The most likely explanation is that executives saw his declining performance - his OPS in 2009 was JUST .847, combined it with his advancing age and thought he was done for. I guess that makes some sense. Not nearly enough sense mind you, but some. Even when you consider that his market was limited to the 14 AL teams where he could serve as a DH, there are a lot of teams (all of them) that could've used Thome's bat in a bench role - which is precisely the roll for which the Twins signed Thome.
I say all of that to say this: how the hell did we wind up back at the EXACT SAME PLACE????
It's now 2010 instead of 2009 and still no one could make an offer that topped the reported 4m the Rangers offered? Really? It would appear that Thome considered more things than just money - there is speculation he chose the Twins slightly smaller 3m + incentives deal to be closer to his family in Chiacgo, and obviously the Twins are a more competitive club than, say, the Mariners. But... seriously?
Perhaps the only thing more criminal than the Twins being able to sign Thome for 1.5m in 2010 off his .847 OPS in the year before is them signing him for 3.0m in 2011 off his 1.037 OPS.
But let's add some important perspective - I'm not by any means under the impression that Thome is going to repeat his 2010 season, not by a long shot. Other than Albert Pujols, I don't expect anyone to post back-to-back 1.000 OPS seasons. But as Thome showed in 2010 he can still demolish right-handed pitching, and while it's unlikely that he'll do so to the same extent in 2011, I'm guessing he'll still hit them plenty hard. Certainly projecting him to a .850 OPS isn't exactly going out on any kind of a limb.
Further, Thome doesn't fill an obvious hole. Jason Kubel came into 2010 as the Twins every-day designated hitter and he'll likely enter 2011 with the same role.
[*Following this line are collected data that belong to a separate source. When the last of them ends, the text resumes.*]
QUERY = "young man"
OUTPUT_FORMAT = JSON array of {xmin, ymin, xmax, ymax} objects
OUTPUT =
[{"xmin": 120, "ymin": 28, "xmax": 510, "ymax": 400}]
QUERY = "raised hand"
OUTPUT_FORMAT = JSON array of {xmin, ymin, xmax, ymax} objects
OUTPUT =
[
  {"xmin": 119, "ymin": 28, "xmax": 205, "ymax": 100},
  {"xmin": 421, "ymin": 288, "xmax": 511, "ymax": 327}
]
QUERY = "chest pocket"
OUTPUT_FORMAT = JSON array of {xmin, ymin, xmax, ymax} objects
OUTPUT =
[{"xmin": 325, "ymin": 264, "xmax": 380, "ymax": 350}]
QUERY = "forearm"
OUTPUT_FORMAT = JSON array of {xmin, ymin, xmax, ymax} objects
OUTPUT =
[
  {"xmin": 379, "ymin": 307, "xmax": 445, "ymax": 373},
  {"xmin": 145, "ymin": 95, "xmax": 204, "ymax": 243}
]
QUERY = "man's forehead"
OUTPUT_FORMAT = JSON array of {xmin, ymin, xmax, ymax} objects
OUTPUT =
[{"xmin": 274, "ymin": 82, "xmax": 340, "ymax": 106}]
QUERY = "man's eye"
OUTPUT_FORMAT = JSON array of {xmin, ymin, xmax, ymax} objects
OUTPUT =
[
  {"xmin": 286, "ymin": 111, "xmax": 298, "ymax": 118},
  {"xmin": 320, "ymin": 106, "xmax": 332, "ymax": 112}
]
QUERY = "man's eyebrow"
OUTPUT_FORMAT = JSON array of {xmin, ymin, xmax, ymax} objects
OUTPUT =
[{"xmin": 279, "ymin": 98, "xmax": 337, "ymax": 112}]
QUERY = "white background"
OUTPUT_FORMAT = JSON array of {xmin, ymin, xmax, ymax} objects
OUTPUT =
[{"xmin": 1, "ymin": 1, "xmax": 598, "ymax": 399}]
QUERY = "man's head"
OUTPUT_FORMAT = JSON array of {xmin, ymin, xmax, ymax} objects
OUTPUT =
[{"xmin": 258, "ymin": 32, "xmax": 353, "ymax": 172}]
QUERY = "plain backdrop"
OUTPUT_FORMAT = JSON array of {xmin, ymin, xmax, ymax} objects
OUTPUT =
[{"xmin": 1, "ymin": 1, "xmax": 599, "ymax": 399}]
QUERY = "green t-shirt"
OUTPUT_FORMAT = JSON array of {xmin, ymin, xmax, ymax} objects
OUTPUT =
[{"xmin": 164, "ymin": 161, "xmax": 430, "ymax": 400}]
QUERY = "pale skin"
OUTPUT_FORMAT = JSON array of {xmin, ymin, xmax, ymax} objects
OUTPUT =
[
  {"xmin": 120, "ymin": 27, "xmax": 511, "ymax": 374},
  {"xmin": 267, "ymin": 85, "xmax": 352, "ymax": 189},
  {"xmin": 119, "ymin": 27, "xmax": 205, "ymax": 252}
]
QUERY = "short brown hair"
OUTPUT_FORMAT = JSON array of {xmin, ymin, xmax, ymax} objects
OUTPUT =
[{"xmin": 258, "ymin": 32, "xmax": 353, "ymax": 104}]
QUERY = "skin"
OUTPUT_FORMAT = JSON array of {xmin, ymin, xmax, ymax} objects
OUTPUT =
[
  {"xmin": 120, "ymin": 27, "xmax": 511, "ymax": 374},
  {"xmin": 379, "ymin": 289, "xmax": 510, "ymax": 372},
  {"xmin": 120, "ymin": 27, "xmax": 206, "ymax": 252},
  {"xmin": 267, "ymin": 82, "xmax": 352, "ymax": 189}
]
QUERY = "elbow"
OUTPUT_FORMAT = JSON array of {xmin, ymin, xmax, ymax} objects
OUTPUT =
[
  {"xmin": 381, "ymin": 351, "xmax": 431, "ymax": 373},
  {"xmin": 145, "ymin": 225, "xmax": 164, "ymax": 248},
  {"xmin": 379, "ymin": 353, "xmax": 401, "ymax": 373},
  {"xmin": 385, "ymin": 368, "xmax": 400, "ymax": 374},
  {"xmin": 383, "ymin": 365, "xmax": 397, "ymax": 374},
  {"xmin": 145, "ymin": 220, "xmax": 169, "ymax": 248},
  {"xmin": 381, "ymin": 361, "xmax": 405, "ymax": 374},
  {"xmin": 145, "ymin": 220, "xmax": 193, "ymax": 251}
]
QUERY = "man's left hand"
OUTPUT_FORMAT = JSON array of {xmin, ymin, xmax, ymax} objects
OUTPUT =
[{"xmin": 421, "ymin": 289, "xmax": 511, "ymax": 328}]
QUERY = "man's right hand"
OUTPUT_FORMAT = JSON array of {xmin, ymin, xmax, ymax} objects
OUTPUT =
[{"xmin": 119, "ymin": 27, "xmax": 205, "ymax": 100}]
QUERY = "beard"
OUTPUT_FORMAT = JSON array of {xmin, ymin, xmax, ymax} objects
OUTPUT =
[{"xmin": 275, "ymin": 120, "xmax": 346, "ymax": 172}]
What the Twins really could've used was a right-handed hitter to platoon with Kubel who, like Thome, struggles mightily with left-handed pitching. Personally, I think they'd have been better served by signing either Manny Ramirez or Vlad Guerrero who could platoon in the DH role and provide the Twins with some desperately needed pop from the right side. Clearly the Twins felt otherwise.
Beyond what Thome brings on the field, and beyond the immeasurable intangibles he brings to the clubhouse - he provides something else to the Twins - insurance on Justin Morneau's concussion.
Free agency is a mixed bag. Sometimes you know from the start that a deal is going to implode. Sometimes you know it'll work out. And yes, sometimes there are steals. But they should never be this obvious.